Le texte de cette page a été corrigé et est conforme au fac-similé.


Ensuite les Énians et le Magnésiens se lèvent et commencent en armes la danse nommée carpéa[1]. Voici en quoi consiste cette danse. Un des acteurs met ses armes à terre à côté de lui, sème son champ et conduit une charrue, en se retournant fréquemment comme un homme qui a peur. Un brigand survient. Dès que l’autre le voit, il saute sur ses armes, va au-devant de lui et se bat pour son attelage. Tous ces mouvements s’exécutent en cadence, au sonde la flûte. Enfin le brigand a le dessus, garrotte le laboureur et emmène son attelage. D’autres fois le laboureur bat le brigand ; il l’attache auprès de ses bœufs et le chasse devant lui, les deux mains liées au dos.

Après lui, Mysus entre, un bouclier léger dans chaque main.
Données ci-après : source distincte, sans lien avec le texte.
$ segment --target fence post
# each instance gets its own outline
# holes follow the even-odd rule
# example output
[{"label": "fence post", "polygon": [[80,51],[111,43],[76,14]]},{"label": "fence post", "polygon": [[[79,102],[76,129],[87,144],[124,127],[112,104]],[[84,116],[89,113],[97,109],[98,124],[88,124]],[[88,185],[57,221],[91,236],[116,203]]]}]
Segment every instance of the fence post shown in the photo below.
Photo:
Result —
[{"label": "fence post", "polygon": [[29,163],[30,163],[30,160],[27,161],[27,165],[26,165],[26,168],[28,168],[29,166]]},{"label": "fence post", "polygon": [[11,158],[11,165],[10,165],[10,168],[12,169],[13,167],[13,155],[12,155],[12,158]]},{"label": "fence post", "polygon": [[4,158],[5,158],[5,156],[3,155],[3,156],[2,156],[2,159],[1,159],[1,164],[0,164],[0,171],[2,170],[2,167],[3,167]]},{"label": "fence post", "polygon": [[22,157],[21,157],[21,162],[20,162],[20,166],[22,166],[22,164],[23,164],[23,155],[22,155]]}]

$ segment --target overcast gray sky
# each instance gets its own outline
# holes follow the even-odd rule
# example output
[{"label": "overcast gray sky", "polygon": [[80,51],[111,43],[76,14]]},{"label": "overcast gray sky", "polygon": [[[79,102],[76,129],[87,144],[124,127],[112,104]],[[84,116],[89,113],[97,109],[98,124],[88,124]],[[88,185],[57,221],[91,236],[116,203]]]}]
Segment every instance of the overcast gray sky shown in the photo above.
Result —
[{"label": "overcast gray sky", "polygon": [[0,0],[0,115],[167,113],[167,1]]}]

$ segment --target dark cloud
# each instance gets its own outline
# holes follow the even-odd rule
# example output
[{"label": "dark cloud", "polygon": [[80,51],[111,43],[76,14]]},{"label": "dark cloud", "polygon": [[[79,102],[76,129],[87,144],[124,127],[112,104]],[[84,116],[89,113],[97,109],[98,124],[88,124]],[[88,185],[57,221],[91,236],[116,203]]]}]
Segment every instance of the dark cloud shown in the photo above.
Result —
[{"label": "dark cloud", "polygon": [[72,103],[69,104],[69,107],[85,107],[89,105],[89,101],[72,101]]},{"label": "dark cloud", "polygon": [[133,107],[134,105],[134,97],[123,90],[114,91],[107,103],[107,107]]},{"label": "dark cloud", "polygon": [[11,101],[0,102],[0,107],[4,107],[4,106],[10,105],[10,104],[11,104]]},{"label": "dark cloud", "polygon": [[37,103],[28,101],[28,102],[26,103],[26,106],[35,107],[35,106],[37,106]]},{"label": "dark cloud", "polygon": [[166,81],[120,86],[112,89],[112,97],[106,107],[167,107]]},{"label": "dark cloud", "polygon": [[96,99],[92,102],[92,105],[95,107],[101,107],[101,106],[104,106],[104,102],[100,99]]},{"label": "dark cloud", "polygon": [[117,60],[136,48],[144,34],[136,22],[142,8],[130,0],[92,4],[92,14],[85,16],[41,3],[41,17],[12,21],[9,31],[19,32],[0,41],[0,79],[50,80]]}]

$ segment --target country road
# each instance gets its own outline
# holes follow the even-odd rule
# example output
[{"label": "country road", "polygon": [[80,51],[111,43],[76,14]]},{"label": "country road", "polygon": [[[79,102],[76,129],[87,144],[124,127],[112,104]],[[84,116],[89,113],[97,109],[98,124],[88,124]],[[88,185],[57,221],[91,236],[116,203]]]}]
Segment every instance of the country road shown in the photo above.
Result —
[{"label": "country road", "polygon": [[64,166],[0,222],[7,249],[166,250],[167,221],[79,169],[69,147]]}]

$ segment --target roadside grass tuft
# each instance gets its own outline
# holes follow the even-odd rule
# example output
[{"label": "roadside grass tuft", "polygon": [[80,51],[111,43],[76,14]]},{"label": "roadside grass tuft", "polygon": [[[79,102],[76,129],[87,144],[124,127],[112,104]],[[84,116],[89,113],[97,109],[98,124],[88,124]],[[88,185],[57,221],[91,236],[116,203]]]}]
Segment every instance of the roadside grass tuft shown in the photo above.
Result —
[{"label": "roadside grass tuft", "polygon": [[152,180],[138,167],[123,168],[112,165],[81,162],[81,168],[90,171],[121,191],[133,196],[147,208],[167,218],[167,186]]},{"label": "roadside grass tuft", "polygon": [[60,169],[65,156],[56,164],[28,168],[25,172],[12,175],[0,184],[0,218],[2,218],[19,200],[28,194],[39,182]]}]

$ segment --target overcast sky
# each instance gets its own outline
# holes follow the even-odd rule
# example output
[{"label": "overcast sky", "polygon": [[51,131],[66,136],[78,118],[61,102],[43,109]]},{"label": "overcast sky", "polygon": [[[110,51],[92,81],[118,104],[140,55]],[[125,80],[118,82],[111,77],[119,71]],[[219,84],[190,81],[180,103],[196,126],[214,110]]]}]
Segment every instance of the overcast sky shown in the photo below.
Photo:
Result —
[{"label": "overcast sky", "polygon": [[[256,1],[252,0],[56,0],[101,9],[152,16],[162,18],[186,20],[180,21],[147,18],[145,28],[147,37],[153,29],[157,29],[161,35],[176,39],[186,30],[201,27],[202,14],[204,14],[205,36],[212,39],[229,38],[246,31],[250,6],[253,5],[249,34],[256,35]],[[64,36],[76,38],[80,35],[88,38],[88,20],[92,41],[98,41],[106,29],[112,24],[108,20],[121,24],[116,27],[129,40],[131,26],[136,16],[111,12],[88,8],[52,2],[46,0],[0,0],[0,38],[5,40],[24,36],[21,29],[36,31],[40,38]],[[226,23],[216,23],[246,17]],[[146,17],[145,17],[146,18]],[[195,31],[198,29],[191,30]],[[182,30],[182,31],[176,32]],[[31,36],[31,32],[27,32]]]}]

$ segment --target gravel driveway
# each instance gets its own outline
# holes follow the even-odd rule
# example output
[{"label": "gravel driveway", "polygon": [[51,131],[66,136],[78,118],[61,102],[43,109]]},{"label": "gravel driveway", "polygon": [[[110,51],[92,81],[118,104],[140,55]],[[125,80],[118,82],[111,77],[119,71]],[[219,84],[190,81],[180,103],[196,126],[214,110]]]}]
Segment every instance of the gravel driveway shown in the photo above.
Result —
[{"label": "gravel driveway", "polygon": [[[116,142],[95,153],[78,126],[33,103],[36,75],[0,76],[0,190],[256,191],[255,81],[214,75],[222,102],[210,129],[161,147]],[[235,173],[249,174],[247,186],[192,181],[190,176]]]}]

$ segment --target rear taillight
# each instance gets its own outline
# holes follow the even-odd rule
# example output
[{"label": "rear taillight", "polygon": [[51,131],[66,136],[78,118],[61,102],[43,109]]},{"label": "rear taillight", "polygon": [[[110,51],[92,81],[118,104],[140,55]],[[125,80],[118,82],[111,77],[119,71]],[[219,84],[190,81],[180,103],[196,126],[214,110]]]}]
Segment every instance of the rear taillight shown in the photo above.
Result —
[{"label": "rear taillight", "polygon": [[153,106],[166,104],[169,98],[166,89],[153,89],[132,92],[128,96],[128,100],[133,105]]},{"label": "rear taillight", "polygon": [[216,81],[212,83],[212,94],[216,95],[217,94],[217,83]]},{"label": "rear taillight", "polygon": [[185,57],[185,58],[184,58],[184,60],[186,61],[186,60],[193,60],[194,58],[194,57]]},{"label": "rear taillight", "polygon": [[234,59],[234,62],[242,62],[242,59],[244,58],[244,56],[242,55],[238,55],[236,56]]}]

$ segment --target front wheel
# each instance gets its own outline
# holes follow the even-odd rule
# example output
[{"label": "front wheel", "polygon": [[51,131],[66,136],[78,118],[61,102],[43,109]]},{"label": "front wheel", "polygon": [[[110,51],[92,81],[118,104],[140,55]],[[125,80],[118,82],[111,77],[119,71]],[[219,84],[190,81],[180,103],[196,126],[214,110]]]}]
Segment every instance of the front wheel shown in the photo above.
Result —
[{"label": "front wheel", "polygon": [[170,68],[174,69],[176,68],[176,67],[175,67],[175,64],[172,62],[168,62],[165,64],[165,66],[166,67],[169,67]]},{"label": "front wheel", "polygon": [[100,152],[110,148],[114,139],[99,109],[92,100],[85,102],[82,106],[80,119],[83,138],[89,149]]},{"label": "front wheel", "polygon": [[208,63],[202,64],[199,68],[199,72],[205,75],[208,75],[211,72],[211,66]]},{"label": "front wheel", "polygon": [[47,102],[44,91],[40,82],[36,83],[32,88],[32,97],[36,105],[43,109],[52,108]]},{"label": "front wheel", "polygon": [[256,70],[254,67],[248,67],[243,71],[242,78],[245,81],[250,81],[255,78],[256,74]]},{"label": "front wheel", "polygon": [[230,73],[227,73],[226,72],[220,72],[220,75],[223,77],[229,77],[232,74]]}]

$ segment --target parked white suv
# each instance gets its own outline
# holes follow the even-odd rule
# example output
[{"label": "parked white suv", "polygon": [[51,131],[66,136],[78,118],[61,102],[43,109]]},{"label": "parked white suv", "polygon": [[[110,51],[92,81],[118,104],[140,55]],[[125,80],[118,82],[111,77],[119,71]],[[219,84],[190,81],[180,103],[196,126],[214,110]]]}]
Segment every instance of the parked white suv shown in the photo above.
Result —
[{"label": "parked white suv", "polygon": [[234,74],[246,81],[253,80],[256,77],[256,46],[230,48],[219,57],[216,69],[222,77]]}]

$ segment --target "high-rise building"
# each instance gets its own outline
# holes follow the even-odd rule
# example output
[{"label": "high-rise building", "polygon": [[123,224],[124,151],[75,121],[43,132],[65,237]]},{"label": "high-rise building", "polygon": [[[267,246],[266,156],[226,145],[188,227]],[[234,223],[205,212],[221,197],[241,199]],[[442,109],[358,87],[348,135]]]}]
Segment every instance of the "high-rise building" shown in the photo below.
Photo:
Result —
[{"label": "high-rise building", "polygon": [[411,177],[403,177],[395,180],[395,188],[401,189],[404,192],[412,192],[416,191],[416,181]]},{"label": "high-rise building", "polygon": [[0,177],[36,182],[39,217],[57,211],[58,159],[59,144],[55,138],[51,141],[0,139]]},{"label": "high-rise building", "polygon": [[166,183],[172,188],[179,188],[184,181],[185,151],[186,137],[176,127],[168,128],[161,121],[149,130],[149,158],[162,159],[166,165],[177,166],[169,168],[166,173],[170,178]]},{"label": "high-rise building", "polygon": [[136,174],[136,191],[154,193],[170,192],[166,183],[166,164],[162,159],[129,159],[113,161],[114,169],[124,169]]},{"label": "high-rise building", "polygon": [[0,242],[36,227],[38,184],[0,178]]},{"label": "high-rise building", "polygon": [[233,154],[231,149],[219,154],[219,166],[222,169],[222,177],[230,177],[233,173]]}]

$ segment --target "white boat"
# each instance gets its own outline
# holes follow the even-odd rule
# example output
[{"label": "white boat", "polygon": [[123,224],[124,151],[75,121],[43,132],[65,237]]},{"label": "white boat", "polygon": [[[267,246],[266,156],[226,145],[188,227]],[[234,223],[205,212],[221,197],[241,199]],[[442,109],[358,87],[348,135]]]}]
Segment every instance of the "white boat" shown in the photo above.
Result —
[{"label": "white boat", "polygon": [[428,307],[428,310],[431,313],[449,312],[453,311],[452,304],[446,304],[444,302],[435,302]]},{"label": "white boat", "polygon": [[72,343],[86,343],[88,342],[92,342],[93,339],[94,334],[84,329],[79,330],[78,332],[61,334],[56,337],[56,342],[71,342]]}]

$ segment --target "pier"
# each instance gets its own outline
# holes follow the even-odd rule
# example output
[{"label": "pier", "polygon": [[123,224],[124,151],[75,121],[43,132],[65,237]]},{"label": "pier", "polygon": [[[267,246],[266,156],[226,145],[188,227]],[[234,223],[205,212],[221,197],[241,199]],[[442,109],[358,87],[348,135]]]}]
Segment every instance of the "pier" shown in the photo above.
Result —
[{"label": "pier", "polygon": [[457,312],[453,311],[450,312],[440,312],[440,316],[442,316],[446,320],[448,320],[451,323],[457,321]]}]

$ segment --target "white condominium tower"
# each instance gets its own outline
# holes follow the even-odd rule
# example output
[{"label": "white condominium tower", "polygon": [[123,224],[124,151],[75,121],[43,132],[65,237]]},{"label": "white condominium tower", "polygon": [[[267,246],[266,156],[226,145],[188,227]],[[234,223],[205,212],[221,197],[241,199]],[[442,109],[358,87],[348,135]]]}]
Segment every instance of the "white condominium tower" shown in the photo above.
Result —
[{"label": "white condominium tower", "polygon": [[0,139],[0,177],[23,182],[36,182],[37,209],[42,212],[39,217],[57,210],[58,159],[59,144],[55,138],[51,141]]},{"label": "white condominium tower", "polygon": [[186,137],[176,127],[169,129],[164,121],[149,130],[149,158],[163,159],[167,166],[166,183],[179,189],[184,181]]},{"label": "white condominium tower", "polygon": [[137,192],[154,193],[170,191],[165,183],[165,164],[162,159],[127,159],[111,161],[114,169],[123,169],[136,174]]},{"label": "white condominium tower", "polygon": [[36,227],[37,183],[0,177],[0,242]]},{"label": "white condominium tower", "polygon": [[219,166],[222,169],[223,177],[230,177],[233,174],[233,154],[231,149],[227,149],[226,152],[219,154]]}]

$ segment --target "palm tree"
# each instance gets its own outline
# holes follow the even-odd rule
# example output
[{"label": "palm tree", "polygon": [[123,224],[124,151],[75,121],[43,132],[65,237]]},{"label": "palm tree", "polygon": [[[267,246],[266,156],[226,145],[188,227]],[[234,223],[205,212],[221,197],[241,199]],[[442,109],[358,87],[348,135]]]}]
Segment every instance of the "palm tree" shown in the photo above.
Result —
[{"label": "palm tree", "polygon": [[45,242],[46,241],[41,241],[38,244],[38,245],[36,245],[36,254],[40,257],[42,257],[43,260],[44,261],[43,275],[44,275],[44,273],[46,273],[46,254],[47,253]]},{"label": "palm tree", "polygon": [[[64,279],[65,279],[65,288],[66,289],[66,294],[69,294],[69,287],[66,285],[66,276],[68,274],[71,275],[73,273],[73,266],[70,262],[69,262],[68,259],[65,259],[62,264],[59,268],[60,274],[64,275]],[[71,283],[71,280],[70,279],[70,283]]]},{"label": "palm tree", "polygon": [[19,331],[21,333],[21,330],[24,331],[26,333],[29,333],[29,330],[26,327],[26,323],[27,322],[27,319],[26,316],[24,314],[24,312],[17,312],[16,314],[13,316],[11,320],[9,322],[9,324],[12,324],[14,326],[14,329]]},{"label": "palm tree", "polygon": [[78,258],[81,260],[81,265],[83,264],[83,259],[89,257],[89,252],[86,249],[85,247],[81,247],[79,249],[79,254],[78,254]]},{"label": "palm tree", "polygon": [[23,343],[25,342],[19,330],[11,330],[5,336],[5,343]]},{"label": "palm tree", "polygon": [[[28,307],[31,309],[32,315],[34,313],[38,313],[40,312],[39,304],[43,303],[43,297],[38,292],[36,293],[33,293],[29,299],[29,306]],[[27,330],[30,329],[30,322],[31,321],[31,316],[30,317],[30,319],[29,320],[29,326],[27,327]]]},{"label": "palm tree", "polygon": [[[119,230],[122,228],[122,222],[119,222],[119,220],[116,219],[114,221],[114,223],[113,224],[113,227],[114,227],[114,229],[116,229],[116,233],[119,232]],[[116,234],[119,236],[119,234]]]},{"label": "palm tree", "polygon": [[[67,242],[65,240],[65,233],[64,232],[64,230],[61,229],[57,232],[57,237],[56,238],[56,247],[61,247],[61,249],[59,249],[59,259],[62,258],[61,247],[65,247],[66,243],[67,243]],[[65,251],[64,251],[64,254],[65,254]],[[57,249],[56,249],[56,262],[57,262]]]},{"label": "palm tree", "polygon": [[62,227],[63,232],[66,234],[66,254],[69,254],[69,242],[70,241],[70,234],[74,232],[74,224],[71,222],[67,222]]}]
Tantôt il a l’air, dans sa danse, de se défendre contre deux ennemis, tantôt il se sert de ses deux boucliers contre un seul ; quelquefois il tourne et fait la culbute, sans lâcher ses boucliers ; si bien qu’il offre toujours un spectacle agréable. Il finit par la danse des Perses, en frappant d’un bouclier sur l’autre : il se met à genoux, il se relève, tout cela en mesure et au son de la flûte.

Viennent ensuite des Mantinéens et quelques autres Arcadiens, qui se lèvent, couverts de leurs plus belles armes, s’avancent en cadence, les flûtes jouant une marche guerrière, chantent un péan, et dansent comme il est d’usage dans les cérémonies religieuses. Les Paphlagoniens sont tout étonnés de voir toutes ces danses exécutées en armes. Mysus, s’apercevant de leur surprise, engage un Arcadien, qui avait une danseuse pour maîtresse, à l’introduire, revêtue de ses habits les plus beaux, et un bouclier léger à la main. Celle-ci danse la pyrrhique avec une grande légèreté. Aussitôt de grands applaudissements. Les Paphlagoniens demandent aux Grecs si les femmes combattent avec eux. On leur dit que ce sont elles qui ont mis le roi en fuite et l’ont chassé de son camp. Telle fut la fin de cette soirée.

Le lendemain, les Paphlagoniens sont amenés à la délibération des soldats, qui décident que l’on ne se fera plus de mal des deux côtés ; après quoi les députés repartent. Les Grecs, jugeant qu’ils ont assez de bâtiments, s’embarquent et naviguent avec le vent favorable pendant un jour et une nuit, ayant à gauche la Paphlagonie. Le lendemain on arrive à Sinope et on mouille

  1. C’est-à-dire La semeuse. Lucien, dans son traité curieux De la danse, n’a pas songé a parler de celle-ci. Elle méritait cependant une mention.